Four weeks later, the Germans have fortified the area around Narvik. In the mountains, Gunnar and other POWs are forced to move supplies for the Germans when they are attacked by French and Norwegian soldiers. Gunnar is rescued and returns to combat, intent on returning to Narvik after being told of his father's death. While hiding in a bunker, Ole suffers an infection from his prior injury as Ingrid braves shellfire to bring him to the hotel and betrays Ross whereabouts to Wussow in exchange for Ole receiving medical treatment, after which the German doctor removes a piece of shrapnel near his lung.

Two weeks later, Allied forces enter Narvik. Gunnar and others overcome the German defenses and destroy a large artillery piece firing at the British warships. As the Germans prepare to withdraw, Wussow asks Ingrid to accompany him to Berlin but she declines. He then incorrectly tells her that Gunnar was killed. After taking advice from her boss Polly, who warns her that her collaboration with the Germans is known in the town, Ingrid decides to leave Narvik with Ole.

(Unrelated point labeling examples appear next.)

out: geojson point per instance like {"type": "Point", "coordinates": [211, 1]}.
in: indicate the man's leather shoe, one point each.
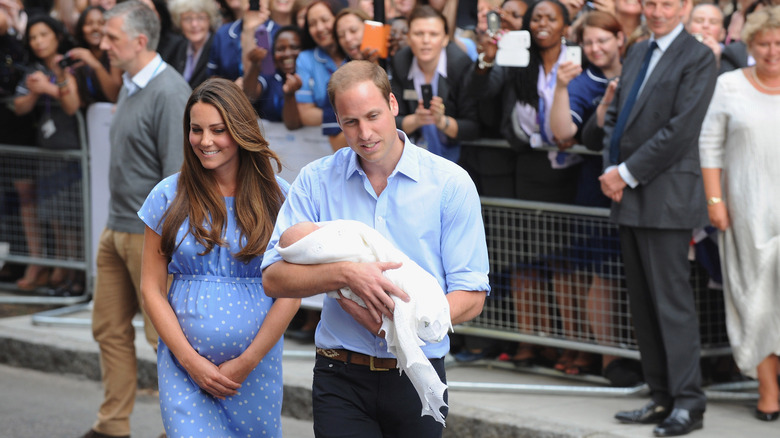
{"type": "Point", "coordinates": [95, 434]}
{"type": "Point", "coordinates": [680, 422]}
{"type": "Point", "coordinates": [766, 416]}
{"type": "Point", "coordinates": [651, 413]}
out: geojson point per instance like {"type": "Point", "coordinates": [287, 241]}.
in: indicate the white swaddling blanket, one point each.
{"type": "Point", "coordinates": [425, 318]}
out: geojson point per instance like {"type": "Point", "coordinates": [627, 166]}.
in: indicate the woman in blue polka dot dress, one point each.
{"type": "Point", "coordinates": [219, 360]}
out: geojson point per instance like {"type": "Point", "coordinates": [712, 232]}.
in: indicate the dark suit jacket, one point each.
{"type": "Point", "coordinates": [452, 90]}
{"type": "Point", "coordinates": [660, 143]}
{"type": "Point", "coordinates": [179, 61]}
{"type": "Point", "coordinates": [733, 56]}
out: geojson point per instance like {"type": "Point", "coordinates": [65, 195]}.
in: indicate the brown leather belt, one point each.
{"type": "Point", "coordinates": [346, 356]}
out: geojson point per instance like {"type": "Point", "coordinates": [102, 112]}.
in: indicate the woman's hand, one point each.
{"type": "Point", "coordinates": [85, 56]}
{"type": "Point", "coordinates": [38, 83]}
{"type": "Point", "coordinates": [609, 94]}
{"type": "Point", "coordinates": [210, 378]}
{"type": "Point", "coordinates": [237, 369]}
{"type": "Point", "coordinates": [488, 44]}
{"type": "Point", "coordinates": [292, 84]}
{"type": "Point", "coordinates": [437, 111]}
{"type": "Point", "coordinates": [607, 6]}
{"type": "Point", "coordinates": [257, 55]}
{"type": "Point", "coordinates": [719, 216]}
{"type": "Point", "coordinates": [566, 72]}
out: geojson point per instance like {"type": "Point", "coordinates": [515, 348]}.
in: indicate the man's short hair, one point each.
{"type": "Point", "coordinates": [355, 72]}
{"type": "Point", "coordinates": [139, 20]}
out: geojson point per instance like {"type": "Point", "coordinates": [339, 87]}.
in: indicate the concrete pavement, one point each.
{"type": "Point", "coordinates": [486, 400]}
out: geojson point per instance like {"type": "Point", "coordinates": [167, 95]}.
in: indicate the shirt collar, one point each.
{"type": "Point", "coordinates": [142, 78]}
{"type": "Point", "coordinates": [665, 41]}
{"type": "Point", "coordinates": [408, 164]}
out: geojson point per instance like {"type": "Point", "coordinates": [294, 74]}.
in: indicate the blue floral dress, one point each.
{"type": "Point", "coordinates": [220, 305]}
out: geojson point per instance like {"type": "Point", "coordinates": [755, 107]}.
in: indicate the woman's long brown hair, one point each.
{"type": "Point", "coordinates": [258, 197]}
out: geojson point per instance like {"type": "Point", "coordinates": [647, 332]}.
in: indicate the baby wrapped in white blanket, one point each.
{"type": "Point", "coordinates": [425, 318]}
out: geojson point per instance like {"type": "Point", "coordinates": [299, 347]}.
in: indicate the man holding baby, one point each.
{"type": "Point", "coordinates": [428, 208]}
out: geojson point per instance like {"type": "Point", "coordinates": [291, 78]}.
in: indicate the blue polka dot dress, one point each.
{"type": "Point", "coordinates": [220, 304]}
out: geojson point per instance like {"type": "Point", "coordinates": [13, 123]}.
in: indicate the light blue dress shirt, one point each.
{"type": "Point", "coordinates": [315, 68]}
{"type": "Point", "coordinates": [430, 210]}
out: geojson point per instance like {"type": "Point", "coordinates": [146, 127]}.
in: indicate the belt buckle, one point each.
{"type": "Point", "coordinates": [372, 367]}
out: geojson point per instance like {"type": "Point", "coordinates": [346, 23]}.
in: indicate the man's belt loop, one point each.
{"type": "Point", "coordinates": [373, 368]}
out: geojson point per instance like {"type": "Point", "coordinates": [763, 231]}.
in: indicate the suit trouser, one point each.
{"type": "Point", "coordinates": [351, 401]}
{"type": "Point", "coordinates": [117, 300]}
{"type": "Point", "coordinates": [664, 313]}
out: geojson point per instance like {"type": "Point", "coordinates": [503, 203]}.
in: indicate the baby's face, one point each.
{"type": "Point", "coordinates": [297, 232]}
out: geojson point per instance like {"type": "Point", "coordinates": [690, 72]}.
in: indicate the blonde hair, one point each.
{"type": "Point", "coordinates": [179, 7]}
{"type": "Point", "coordinates": [764, 19]}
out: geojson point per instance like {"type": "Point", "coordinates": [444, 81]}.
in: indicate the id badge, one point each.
{"type": "Point", "coordinates": [48, 129]}
{"type": "Point", "coordinates": [536, 140]}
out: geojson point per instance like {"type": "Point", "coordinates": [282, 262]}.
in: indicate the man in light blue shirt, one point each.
{"type": "Point", "coordinates": [425, 205]}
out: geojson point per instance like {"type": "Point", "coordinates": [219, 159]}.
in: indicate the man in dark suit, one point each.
{"type": "Point", "coordinates": [654, 179]}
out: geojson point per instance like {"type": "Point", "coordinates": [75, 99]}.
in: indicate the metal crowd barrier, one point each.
{"type": "Point", "coordinates": [45, 199]}
{"type": "Point", "coordinates": [557, 280]}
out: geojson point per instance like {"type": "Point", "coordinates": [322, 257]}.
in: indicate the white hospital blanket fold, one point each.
{"type": "Point", "coordinates": [425, 318]}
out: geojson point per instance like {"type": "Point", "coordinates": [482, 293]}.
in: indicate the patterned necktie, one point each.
{"type": "Point", "coordinates": [614, 144]}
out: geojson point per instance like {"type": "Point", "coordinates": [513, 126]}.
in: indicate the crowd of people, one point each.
{"type": "Point", "coordinates": [679, 153]}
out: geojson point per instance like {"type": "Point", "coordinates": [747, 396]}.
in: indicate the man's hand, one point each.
{"type": "Point", "coordinates": [369, 283]}
{"type": "Point", "coordinates": [612, 185]}
{"type": "Point", "coordinates": [361, 315]}
{"type": "Point", "coordinates": [719, 216]}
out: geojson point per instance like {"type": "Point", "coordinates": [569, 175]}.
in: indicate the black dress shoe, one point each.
{"type": "Point", "coordinates": [767, 416]}
{"type": "Point", "coordinates": [651, 413]}
{"type": "Point", "coordinates": [680, 422]}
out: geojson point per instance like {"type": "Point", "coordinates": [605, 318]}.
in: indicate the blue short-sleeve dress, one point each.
{"type": "Point", "coordinates": [220, 305]}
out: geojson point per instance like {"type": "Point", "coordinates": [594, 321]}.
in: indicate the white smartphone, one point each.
{"type": "Point", "coordinates": [574, 54]}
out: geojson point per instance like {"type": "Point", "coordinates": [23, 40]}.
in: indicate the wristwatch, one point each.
{"type": "Point", "coordinates": [482, 64]}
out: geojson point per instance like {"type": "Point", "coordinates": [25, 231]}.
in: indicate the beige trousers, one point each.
{"type": "Point", "coordinates": [117, 300]}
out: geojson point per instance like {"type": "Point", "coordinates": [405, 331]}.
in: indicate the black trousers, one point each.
{"type": "Point", "coordinates": [351, 401]}
{"type": "Point", "coordinates": [664, 314]}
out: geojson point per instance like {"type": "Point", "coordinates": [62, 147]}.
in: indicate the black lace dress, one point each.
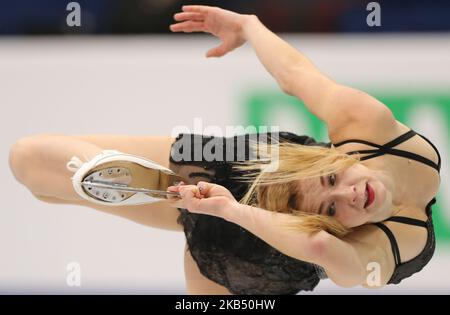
{"type": "Point", "coordinates": [225, 252]}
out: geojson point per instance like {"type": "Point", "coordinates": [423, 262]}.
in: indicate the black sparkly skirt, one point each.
{"type": "Point", "coordinates": [225, 252]}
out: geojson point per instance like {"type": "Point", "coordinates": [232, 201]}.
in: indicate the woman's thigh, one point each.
{"type": "Point", "coordinates": [198, 284]}
{"type": "Point", "coordinates": [43, 158]}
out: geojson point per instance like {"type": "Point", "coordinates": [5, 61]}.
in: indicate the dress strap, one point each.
{"type": "Point", "coordinates": [394, 245]}
{"type": "Point", "coordinates": [388, 148]}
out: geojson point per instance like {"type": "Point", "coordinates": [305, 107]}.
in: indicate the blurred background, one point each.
{"type": "Point", "coordinates": [122, 72]}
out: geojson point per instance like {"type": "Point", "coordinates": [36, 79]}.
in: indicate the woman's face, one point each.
{"type": "Point", "coordinates": [354, 197]}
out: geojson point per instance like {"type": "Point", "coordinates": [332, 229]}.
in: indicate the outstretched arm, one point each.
{"type": "Point", "coordinates": [344, 109]}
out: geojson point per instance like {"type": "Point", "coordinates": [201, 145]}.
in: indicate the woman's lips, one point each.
{"type": "Point", "coordinates": [370, 196]}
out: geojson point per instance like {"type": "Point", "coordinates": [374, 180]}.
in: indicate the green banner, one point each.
{"type": "Point", "coordinates": [417, 110]}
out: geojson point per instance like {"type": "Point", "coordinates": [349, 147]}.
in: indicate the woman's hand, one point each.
{"type": "Point", "coordinates": [204, 198]}
{"type": "Point", "coordinates": [226, 25]}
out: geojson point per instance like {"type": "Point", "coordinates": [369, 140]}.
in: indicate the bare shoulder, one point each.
{"type": "Point", "coordinates": [374, 251]}
{"type": "Point", "coordinates": [363, 117]}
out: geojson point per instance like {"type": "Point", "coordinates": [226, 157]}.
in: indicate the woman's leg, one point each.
{"type": "Point", "coordinates": [198, 284]}
{"type": "Point", "coordinates": [39, 162]}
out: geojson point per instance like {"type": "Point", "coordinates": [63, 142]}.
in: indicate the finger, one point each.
{"type": "Point", "coordinates": [218, 51]}
{"type": "Point", "coordinates": [188, 191]}
{"type": "Point", "coordinates": [196, 8]}
{"type": "Point", "coordinates": [205, 187]}
{"type": "Point", "coordinates": [173, 188]}
{"type": "Point", "coordinates": [187, 27]}
{"type": "Point", "coordinates": [193, 16]}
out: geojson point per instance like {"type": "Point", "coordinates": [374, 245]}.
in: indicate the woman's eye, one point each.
{"type": "Point", "coordinates": [332, 210]}
{"type": "Point", "coordinates": [332, 179]}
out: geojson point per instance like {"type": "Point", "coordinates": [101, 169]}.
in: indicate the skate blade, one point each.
{"type": "Point", "coordinates": [117, 181]}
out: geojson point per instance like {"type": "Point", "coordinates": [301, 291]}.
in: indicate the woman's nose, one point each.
{"type": "Point", "coordinates": [348, 193]}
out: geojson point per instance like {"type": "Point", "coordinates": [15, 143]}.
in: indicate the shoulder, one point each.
{"type": "Point", "coordinates": [375, 254]}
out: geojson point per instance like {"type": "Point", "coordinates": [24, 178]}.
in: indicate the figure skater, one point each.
{"type": "Point", "coordinates": [356, 210]}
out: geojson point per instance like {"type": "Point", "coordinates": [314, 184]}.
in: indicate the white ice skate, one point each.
{"type": "Point", "coordinates": [114, 178]}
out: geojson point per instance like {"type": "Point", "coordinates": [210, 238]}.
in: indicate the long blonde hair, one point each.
{"type": "Point", "coordinates": [277, 190]}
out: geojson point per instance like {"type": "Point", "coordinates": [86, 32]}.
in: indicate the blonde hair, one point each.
{"type": "Point", "coordinates": [277, 190]}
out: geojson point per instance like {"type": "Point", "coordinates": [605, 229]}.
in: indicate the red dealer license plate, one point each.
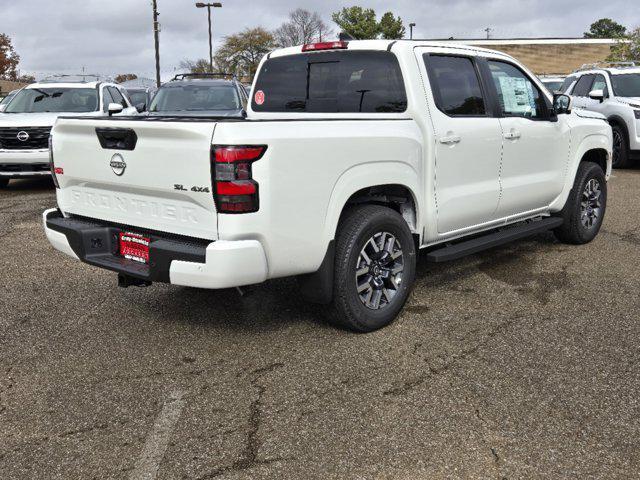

Gunnar and other soldiers return to Narvik to cheering crowds but is told that his wife was a collaborator. Upon returning to his damaged house, he is reunited with Ingrid and Ole. Ingrid explains her actions to Gunnar, who angrily calls her a traitor as German planes bomb Narvik. Gunnar rushes out into the street to see a comrade getting killed. While hearing their commander call for resistance, Gunnar watches Ingrid and Ole leave. They board a fishing boat with other civilians who scorn them for her collaboration before they are joined by Gunnar and escape Narvik before the Germans recapture the city.

==Cast==
- Kristine Hartgen as Ingrid Tofte
- Carl Martin Eggesbø as Corporal Gunnar Tofte
- Cristoph Gelfert Mathiesen as Ole Tofte
- Henrik Mestad as Major Sigurd Omdal
- Mathilde Holtedahl Cuhra as Bjørg
- Stig Henrik Hoff as Aslak Tofte
- Emil Johnsen as Theodor Broch
- Kari Bremnes as Petra 'Polly' Gleditsch
- Cristoph Bach as Consul Fritz Wussow
- Billy Campbell as George L.D. Gibbs
- Holger Handtke as General Eduard Dietl
- Magnus Dugdale as Giles Romilly
- Edvard Lie Aalstad as Private Magne Hansen
- Øyvind Trøite as Private Olav Præstnes
- Torfinn Nag as Colonel Konrad Sundlo

==Production==
Aage Aaberge of Nordisk Films signed a deal to make a film depicting the events at Narvik, in 2016.

==Release==
The film had a delayed release due to the COVID-19 pandemic. It had its Norwegian premiere on 25 December 2022, prior to its worldwide Netflix release. It passed 400,000 cinema visits to become the most watched Norwegian cinema film from 2022. The film was released in 86 territories by Netflix in January 2023.

==Reception==
On the review aggregator website Rotten Tomatoes, Narvik holds an approval rating of 100% based on 5 reviews. The film received some criticism for its thin characterisation. Praise came for the cinematography and acting, whilst drawing parallels with events in Ukraine from 2022 onwards.